模擬試合 2

 「ジギーは相変わらず。またゼルに怒られても知らないぞ。まあ、それが怖くて手を抜くような奴じゃないのは知ってるけどな。」

 そう言いながら、次いで広場中央に進み出たのは、ルヴェンだ。


 「前回は俺の炎を学生たちに満足に披露できなかったからな。今回は存分にやらせてもらうぜ。」

 ルヴェンの剣の周りに揺らめく陽炎は、先ほどよりも強くはっきりと現れていた。風向きによっては、噴水の仄かな水しぶきが彼のもとへ向かっているはずだが、その形跡が全くなくなっていることからも、彼が相当な熱量を放っていることが分かる。


 「二人とも。勝負に熱くなるのはいいけれど、警備隊がいるとはいえ、度を越すのは無しよ。何より、美しい噴水をまた壊したら承知しないから。」

 「レーゲの逆鱗に触れると、後片付けの手間が増える・・・。それに、ゼルに怒られるのも嫌。つまりそういうことだから。」


 ジグムントとルヴェンの対峙する姿に、苦言を呈するレーゲとエルマ。その言葉は彼らにとってはいつものことなのか、手をひらひらと振ってみせた。

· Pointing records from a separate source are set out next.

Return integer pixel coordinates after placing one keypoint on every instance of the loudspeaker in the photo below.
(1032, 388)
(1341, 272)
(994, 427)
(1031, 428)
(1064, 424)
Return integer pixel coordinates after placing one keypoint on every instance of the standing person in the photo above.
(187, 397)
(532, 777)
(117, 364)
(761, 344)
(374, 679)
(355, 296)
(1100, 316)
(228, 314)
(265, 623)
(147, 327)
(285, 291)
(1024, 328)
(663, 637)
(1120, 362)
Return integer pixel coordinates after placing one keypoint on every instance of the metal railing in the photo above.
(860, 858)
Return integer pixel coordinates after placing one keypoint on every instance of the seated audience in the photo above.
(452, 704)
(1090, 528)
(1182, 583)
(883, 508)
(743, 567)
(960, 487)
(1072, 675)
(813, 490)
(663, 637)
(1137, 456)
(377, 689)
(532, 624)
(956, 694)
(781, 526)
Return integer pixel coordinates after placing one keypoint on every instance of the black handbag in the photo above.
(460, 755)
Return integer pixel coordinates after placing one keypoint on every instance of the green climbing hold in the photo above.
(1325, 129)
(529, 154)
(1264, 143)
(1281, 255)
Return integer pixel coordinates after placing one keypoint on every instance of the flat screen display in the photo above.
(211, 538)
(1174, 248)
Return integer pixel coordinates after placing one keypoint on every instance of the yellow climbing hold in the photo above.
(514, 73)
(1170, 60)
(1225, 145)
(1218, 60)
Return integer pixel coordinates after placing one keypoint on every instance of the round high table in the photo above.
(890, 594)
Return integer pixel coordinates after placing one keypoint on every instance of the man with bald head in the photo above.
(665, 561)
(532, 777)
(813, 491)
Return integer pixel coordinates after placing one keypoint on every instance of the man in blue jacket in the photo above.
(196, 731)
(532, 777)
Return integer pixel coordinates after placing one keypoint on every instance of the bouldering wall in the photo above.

 「我が名は豪炎一閃の騎士、ルヴェン・ヴルカン・フォン・ツェンハルト。此度の模擬試合をお受けする。さあ行くぜ、火傷には気をつけな。」

 

 二人の宣言を広場の全員が聞き届けると、レーゲは噴水に向かって、エルマは空に手をかざす。彼女らの魔法によって、水しぶきはジグムントとルヴェンの周りを柵のように囲い、風は生徒たちを守るように、渦を巻いた。

 四騎士が、広場を一瞬で安全な試合の舞台に作り替えた事に、その場にいる者たちの期待と尊敬の眼差しは、一層輝きを増していた。


 ゼライツは広場を見回し、天を軽く仰いでは深く息を吸い込み、鋭く声を挙げた。


 「『王立警備隊長模擬試合』、第一試合、ジグムント対ルヴェン。はじめ!」 


 その声と同時に、ジグムントとルヴェンは素早く剣を抜き、切っ先を互いに向け、間合いを図った。